14. Enfin, en l'absence de tout élément particulier invoqué, et même en tenant compte des conséquences spécifiques à cette mesure d'interdiction de retour sur le territoire français, le moyen tiré de la méconnaissance des stipulations de l'article 8 de la convention européenne de sauvegarde des droits de l'homme et des libertés fondamentales doit être écarté par les même motifs que ceux précédemment énoncés s'agissant de la mesure portant obligation de quitter le territoire français.

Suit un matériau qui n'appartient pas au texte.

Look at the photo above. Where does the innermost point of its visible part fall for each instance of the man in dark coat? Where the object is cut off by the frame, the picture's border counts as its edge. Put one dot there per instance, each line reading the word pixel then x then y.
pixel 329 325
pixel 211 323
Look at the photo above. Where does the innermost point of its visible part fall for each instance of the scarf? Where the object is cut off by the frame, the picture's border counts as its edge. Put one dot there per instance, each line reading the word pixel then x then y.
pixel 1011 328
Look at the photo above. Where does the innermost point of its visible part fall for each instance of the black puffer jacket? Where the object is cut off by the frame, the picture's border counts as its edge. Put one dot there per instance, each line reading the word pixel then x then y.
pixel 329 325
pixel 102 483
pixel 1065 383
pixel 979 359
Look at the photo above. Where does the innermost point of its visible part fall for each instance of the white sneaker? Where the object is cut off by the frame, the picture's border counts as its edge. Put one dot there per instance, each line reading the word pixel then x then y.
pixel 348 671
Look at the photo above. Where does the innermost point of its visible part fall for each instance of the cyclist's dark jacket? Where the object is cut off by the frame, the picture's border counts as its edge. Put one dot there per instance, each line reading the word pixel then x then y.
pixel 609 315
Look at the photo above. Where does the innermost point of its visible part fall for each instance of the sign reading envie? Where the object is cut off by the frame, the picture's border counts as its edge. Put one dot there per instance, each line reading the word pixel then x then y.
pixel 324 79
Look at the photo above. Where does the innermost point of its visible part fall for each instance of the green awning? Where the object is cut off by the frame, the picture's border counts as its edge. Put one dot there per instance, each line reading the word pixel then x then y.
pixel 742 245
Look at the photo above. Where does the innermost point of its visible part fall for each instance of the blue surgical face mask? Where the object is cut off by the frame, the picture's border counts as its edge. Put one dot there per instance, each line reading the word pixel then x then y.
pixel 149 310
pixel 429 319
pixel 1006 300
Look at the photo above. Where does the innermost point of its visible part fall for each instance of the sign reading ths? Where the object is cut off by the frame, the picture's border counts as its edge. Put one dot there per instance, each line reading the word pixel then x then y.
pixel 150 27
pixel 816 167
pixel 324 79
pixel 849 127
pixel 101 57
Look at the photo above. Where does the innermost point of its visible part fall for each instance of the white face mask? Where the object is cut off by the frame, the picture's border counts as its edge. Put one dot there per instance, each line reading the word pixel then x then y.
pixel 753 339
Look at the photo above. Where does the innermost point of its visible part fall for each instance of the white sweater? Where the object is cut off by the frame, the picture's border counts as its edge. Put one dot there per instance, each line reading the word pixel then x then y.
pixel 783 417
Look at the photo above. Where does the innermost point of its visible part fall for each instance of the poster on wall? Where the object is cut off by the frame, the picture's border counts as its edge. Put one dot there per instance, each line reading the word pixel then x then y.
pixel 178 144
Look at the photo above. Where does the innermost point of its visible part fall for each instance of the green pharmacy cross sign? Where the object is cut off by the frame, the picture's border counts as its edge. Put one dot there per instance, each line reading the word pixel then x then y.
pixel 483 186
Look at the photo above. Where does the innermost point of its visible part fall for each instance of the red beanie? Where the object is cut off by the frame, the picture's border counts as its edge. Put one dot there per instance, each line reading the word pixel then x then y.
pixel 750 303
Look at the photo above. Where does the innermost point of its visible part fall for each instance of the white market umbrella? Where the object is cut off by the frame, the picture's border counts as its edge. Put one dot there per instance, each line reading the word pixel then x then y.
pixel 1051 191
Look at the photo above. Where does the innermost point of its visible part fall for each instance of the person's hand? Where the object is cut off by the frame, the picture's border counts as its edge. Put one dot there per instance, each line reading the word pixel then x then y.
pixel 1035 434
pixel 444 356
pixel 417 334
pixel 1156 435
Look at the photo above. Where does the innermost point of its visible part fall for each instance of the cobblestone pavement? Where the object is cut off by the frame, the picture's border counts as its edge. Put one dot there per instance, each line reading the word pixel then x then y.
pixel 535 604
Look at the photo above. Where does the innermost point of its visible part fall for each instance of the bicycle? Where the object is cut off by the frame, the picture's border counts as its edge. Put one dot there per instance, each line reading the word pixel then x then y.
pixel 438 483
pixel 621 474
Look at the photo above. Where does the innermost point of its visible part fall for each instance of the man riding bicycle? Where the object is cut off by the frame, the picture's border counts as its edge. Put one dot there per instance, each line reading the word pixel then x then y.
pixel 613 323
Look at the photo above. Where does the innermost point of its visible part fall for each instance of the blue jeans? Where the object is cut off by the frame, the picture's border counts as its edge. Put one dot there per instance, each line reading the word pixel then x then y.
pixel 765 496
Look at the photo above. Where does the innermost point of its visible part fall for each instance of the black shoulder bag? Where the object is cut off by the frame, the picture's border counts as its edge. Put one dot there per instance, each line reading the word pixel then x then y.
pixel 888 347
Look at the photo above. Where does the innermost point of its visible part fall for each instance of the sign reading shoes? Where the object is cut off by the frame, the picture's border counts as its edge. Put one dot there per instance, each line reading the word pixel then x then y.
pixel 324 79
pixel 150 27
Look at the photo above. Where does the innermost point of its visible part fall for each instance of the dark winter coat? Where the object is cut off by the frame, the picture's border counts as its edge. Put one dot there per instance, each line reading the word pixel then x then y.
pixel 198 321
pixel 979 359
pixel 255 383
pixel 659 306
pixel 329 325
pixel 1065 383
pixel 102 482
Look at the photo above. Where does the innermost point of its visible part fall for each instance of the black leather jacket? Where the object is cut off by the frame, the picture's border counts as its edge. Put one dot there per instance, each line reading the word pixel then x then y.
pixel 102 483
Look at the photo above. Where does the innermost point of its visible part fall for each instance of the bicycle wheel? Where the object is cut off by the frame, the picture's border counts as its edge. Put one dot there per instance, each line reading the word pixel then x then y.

15. Il résulte de tout ce qui précède que les conclusions aux fins d'annulation présentées par M. E doivent être rejetées ainsi que, par voie de conséquence, ses conclusions aux fins d'application des dispositions de l'article L. 761-1 du code de justice administrative.

D E C I D E:

Article 1er : M. E est admis au bénéfice de l'aide juridictionnelle provisoire.

Article 2: Le surplus des conclusions de la requête de M. E est rejeté.

Article 3 : Le présent jugement sera notifié à M. E et à la préfète du Rhône.

Rendu public par mise à disposition au greffe le 2 février 2024.

La magistrate désignée,

C. COLLOMB

La greffière,

E. GROS

La République mande et ordonne à la préfète du Rhône en ce qui la concerne ou à tous commissaires de justice à ce requis en ce qui concerne les voies de droit commun contre les parties privées, de pourvoir à l'exécution de la présente décision.